Hillary Clinton came through Long Island on Monday, stressing the need to stem gun violence. At a stop in Port Washington, she argued: “The highest per capita number of those guns that end up committing crimes in New York come from Vermont.”
Of course, that’s the state her rival, Sen. Bernie Sanders, represents. Her claim wasn’t factually false, just slightly contrived. The “per capita” uses Vermont’s relatively small population to magnify the role of weapons coming in from its green terrain.
Other states send more, according to the same body of federal figures.
Consider this: In 2014, 55 firearms recovered by authorities in New York were recorded as traced to Vermont. But another 395 were traced to Virginia, where the governor these days is Terry McAuliffe, a close Clinton ally who chaired her 2008 campaign for president.
Earlier this year, McAuliffe signed a compromise gun-control bill that the father of one local victim condemned as “a political deal with the gun lobby.” Whatever the true merits of the new Virginia law, you can be sure the Clintons won’t single him out for criticism.
The strategy is clear enough — to punch a hole in Sanders’ progressivism.
At the same time, Republican front-runner Donald Trump went on Manhattan-based Fox News to bewail his party’s nomination process as “rigged” and “crooked” — after rival Ted Cruz took all of Colorado’s 34 delegates over the weekend.

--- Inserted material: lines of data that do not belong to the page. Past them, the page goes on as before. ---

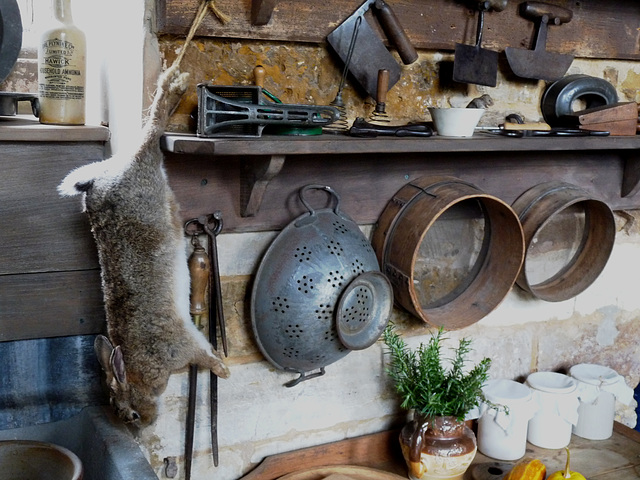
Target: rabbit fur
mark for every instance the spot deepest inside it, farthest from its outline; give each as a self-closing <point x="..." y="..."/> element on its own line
<point x="142" y="253"/>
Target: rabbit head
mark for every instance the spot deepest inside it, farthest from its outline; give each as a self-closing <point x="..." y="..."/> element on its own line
<point x="131" y="403"/>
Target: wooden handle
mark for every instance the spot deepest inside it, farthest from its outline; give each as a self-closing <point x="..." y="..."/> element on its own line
<point x="395" y="33"/>
<point x="495" y="5"/>
<point x="199" y="267"/>
<point x="536" y="10"/>
<point x="526" y="126"/>
<point x="383" y="86"/>
<point x="258" y="76"/>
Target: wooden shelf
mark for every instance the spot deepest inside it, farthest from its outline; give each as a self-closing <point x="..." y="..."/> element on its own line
<point x="342" y="144"/>
<point x="265" y="172"/>
<point x="27" y="128"/>
<point x="617" y="457"/>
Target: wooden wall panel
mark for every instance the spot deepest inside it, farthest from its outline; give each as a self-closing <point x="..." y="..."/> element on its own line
<point x="599" y="28"/>
<point x="49" y="274"/>
<point x="50" y="305"/>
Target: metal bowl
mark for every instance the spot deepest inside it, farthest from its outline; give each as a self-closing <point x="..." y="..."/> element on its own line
<point x="310" y="266"/>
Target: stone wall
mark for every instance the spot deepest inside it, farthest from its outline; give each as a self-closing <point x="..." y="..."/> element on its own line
<point x="259" y="416"/>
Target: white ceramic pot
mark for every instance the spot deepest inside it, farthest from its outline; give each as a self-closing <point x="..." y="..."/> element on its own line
<point x="455" y="122"/>
<point x="502" y="431"/>
<point x="598" y="388"/>
<point x="557" y="400"/>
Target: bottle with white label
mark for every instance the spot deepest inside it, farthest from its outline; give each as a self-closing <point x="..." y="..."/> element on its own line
<point x="62" y="70"/>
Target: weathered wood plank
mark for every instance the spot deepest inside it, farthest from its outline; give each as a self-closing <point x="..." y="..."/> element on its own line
<point x="366" y="182"/>
<point x="50" y="305"/>
<point x="599" y="28"/>
<point x="42" y="231"/>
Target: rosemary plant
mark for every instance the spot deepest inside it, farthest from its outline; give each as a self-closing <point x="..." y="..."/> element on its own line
<point x="425" y="385"/>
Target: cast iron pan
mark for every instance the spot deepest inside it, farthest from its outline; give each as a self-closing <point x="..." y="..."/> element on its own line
<point x="10" y="36"/>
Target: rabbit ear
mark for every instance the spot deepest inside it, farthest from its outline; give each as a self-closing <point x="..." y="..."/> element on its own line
<point x="103" y="348"/>
<point x="117" y="365"/>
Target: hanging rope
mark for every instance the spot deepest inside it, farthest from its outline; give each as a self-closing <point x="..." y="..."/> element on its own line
<point x="202" y="11"/>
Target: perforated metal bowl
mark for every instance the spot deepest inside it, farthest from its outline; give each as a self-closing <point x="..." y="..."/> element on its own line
<point x="310" y="266"/>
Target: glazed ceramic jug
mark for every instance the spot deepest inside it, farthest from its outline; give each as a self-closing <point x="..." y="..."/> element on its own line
<point x="437" y="447"/>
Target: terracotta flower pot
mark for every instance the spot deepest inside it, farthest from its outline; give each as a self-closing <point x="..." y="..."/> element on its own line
<point x="437" y="448"/>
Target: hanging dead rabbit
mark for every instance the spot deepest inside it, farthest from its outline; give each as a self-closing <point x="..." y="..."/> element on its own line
<point x="145" y="280"/>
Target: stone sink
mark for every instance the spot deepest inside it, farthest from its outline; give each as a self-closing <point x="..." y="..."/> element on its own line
<point x="103" y="443"/>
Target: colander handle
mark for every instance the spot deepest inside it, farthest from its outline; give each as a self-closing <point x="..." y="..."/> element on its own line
<point x="326" y="188"/>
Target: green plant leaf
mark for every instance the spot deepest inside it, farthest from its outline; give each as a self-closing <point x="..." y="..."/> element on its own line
<point x="425" y="385"/>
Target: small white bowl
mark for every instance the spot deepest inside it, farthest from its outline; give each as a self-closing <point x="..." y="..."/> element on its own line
<point x="455" y="122"/>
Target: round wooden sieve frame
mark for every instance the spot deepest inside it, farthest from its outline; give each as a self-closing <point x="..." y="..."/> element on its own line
<point x="536" y="208"/>
<point x="403" y="225"/>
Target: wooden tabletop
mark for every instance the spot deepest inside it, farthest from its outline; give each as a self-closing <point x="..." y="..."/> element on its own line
<point x="617" y="458"/>
<point x="27" y="128"/>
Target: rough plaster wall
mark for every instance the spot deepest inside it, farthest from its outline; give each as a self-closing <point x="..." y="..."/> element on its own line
<point x="309" y="74"/>
<point x="258" y="416"/>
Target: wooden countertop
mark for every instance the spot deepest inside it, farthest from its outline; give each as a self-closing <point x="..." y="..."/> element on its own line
<point x="617" y="458"/>
<point x="27" y="128"/>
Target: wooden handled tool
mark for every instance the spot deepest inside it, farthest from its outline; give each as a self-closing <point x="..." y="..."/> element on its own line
<point x="199" y="270"/>
<point x="395" y="33"/>
<point x="379" y="113"/>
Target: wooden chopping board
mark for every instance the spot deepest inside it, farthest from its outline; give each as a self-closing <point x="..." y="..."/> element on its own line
<point x="342" y="472"/>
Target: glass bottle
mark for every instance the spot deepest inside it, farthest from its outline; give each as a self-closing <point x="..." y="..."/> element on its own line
<point x="62" y="70"/>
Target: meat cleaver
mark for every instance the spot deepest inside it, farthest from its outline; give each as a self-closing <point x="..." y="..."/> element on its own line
<point x="369" y="53"/>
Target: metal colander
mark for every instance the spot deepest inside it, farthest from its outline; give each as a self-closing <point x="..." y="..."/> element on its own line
<point x="316" y="260"/>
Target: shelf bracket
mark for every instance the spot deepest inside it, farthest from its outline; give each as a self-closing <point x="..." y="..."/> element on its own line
<point x="261" y="11"/>
<point x="257" y="176"/>
<point x="630" y="176"/>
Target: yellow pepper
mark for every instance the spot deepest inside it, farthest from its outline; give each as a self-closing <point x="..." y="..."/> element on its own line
<point x="566" y="474"/>
<point x="527" y="470"/>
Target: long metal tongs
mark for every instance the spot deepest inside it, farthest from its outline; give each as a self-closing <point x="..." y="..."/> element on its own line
<point x="205" y="278"/>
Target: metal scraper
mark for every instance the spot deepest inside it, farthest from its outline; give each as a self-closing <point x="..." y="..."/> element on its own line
<point x="369" y="53"/>
<point x="538" y="63"/>
<point x="472" y="63"/>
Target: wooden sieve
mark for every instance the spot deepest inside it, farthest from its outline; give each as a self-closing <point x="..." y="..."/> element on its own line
<point x="569" y="236"/>
<point x="450" y="251"/>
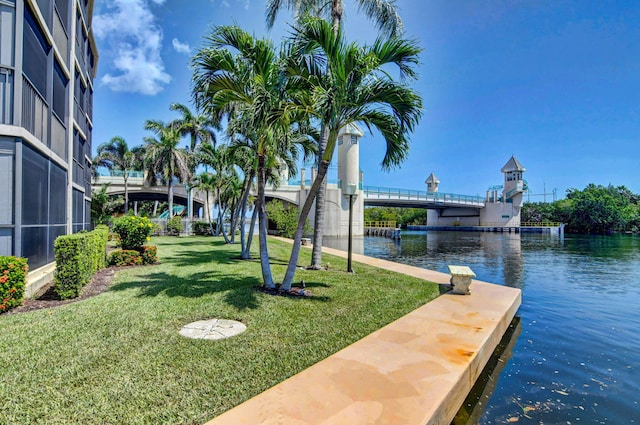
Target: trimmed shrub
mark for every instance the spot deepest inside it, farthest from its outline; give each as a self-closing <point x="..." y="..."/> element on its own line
<point x="78" y="257"/>
<point x="174" y="226"/>
<point x="202" y="228"/>
<point x="156" y="230"/>
<point x="125" y="257"/>
<point x="149" y="254"/>
<point x="133" y="230"/>
<point x="13" y="271"/>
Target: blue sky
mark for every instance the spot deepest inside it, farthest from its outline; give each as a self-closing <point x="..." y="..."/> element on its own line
<point x="555" y="83"/>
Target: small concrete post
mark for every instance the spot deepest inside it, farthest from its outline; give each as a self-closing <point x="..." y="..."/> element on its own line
<point x="461" y="279"/>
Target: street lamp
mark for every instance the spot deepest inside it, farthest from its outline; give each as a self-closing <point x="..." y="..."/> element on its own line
<point x="350" y="190"/>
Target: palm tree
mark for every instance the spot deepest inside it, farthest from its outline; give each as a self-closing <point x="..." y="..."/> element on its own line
<point x="384" y="13"/>
<point x="199" y="128"/>
<point x="116" y="156"/>
<point x="238" y="75"/>
<point x="347" y="84"/>
<point x="164" y="158"/>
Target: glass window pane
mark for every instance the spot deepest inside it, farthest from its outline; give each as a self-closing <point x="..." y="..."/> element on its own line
<point x="34" y="54"/>
<point x="6" y="188"/>
<point x="63" y="7"/>
<point x="58" y="195"/>
<point x="78" y="204"/>
<point x="54" y="232"/>
<point x="59" y="92"/>
<point x="6" y="241"/>
<point x="35" y="187"/>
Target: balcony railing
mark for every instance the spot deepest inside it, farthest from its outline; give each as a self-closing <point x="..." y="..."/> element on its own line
<point x="6" y="96"/>
<point x="35" y="112"/>
<point x="58" y="137"/>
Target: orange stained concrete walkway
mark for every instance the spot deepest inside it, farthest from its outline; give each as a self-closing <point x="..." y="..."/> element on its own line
<point x="414" y="371"/>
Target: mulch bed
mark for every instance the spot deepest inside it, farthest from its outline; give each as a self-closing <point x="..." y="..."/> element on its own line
<point x="47" y="298"/>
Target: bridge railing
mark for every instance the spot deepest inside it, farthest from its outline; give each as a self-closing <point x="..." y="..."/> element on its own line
<point x="540" y="224"/>
<point x="372" y="192"/>
<point x="382" y="224"/>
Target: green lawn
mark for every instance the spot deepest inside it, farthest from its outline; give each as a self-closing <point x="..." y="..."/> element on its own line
<point x="117" y="358"/>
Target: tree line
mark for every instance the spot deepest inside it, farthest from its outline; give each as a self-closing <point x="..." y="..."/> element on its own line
<point x="274" y="105"/>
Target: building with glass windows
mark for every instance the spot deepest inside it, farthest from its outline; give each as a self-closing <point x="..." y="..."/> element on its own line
<point x="48" y="59"/>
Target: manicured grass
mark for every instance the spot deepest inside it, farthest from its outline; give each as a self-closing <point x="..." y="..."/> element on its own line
<point x="117" y="358"/>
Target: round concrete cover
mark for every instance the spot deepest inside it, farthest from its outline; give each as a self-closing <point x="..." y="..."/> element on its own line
<point x="212" y="329"/>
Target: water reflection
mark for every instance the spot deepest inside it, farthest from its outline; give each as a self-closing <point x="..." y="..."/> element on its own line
<point x="473" y="406"/>
<point x="578" y="357"/>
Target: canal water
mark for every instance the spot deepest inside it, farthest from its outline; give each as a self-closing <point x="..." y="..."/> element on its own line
<point x="575" y="357"/>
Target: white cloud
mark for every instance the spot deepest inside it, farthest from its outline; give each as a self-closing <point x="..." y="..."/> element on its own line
<point x="181" y="47"/>
<point x="133" y="37"/>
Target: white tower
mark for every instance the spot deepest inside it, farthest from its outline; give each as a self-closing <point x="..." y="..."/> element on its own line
<point x="513" y="182"/>
<point x="432" y="183"/>
<point x="349" y="156"/>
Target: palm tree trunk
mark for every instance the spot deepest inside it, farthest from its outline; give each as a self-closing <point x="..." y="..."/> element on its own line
<point x="170" y="197"/>
<point x="267" y="277"/>
<point x="126" y="193"/>
<point x="170" y="184"/>
<point x="304" y="213"/>
<point x="224" y="234"/>
<point x="207" y="205"/>
<point x="337" y="11"/>
<point x="318" y="226"/>
<point x="245" y="199"/>
<point x="246" y="252"/>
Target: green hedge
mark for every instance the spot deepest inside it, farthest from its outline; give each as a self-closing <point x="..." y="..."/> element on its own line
<point x="78" y="257"/>
<point x="125" y="257"/>
<point x="202" y="228"/>
<point x="13" y="271"/>
<point x="174" y="226"/>
<point x="149" y="254"/>
<point x="132" y="257"/>
<point x="134" y="231"/>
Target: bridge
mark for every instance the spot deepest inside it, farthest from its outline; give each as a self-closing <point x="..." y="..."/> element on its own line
<point x="138" y="191"/>
<point x="499" y="208"/>
<point x="405" y="198"/>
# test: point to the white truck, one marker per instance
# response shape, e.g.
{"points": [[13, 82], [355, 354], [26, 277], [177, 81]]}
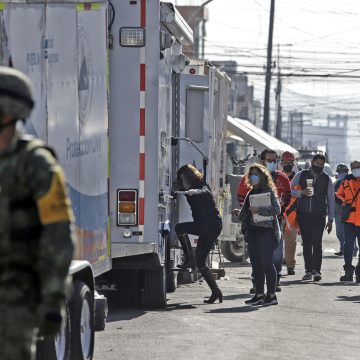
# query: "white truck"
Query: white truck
{"points": [[154, 106], [57, 45], [116, 103]]}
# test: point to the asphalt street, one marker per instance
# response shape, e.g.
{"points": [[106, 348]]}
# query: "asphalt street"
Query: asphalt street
{"points": [[313, 320]]}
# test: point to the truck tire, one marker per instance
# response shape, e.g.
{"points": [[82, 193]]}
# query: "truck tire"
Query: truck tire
{"points": [[57, 348], [82, 322], [101, 312], [171, 280], [154, 291], [234, 251]]}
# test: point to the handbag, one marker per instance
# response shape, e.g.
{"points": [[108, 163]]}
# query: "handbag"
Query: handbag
{"points": [[347, 209]]}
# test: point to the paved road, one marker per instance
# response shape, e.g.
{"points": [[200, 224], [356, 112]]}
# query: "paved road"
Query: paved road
{"points": [[312, 321]]}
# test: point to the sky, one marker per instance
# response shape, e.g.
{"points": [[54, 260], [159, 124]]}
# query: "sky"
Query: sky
{"points": [[311, 38]]}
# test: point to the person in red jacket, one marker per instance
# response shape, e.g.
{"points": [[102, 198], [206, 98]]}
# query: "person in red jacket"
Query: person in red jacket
{"points": [[282, 183]]}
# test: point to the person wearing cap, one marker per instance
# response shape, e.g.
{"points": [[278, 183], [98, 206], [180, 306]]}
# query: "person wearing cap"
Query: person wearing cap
{"points": [[349, 194], [36, 228], [342, 170], [268, 159], [288, 164]]}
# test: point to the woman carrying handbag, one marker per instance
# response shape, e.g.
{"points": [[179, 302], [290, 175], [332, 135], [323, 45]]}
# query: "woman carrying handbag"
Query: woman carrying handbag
{"points": [[262, 233]]}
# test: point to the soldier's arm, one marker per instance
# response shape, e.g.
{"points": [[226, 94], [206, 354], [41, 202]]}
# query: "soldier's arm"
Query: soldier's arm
{"points": [[56, 243]]}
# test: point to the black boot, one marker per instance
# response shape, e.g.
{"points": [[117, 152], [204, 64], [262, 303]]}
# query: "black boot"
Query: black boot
{"points": [[349, 273], [189, 259], [215, 291], [357, 273]]}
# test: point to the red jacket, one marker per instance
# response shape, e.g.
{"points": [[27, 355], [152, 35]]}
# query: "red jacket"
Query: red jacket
{"points": [[282, 184]]}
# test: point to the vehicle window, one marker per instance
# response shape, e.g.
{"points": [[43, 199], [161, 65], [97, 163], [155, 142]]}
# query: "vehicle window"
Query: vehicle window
{"points": [[327, 170]]}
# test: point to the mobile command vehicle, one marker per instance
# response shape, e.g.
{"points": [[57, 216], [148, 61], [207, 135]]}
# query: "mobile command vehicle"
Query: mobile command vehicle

Somebody might have told him party politics is all about tricky rules and intrigue. Trump even brags about how he works business rules to his competitive advantage. When challenged in a debate in October over filing bankruptcy for several of his companies, the candidate said he wouldn’t apologize because what he did was legal.
“I’ve done it four times,” he said. “I’m glad I did it. I used the laws of the country to my benefit. I’m sorry,” he said.
Maybe Cruz could say the same thing if he wins the nomination.
Cruz entered the state’s primary race after attacking Trump as embodying undefined “New York values.” So he’s been looking to dig his way out. To do so, he offered a whack at liberal Democrats, Eliot Spitzer, Anthony Weiner, and so on.
Some Long Island Republicans bent on a GOP victory in Nassau’s April 19 special State Senate election cheered when Trump in Bethpage hung the “New York values” line around Cruz’s neck. That doesn’t stop Republican Chris McGrath’s campaign, however, from accusing his opponent, Assemb. Todd Kaminsky (D-Long Beach), of embodying whatever New York City Democrats value.
Whether or not this pitch works, it doesn’t sound all that different from Cruz’s most recent remarks.
Earlier in the national race, Sanders avoided attacking Clinton, insisting on an “issues-oriented” campaign. But as the New York frenzy built, he reacted to her negative statements about him by saying she wasn’t “qualified” for the office, only to walk the charge back. It was a change of position, even if not on an issue that affects the public.
And Ohio’s GOP Gov. John Kasich, who’s running a distant second in New York polls, seems to be moving from kinder-gentler mode to warning mode. In Albany on Tuesday, he told reporters, in reference to his rivals, that “this negative approach . . . leads to a lot of negative things: division, paranoia, hopelessness, anger.”
The final-week frenzy is underway. Quick hits take command, and anything that can be called the whole truth moves to a back seat, as if that’s a luxury for which there’s no time left.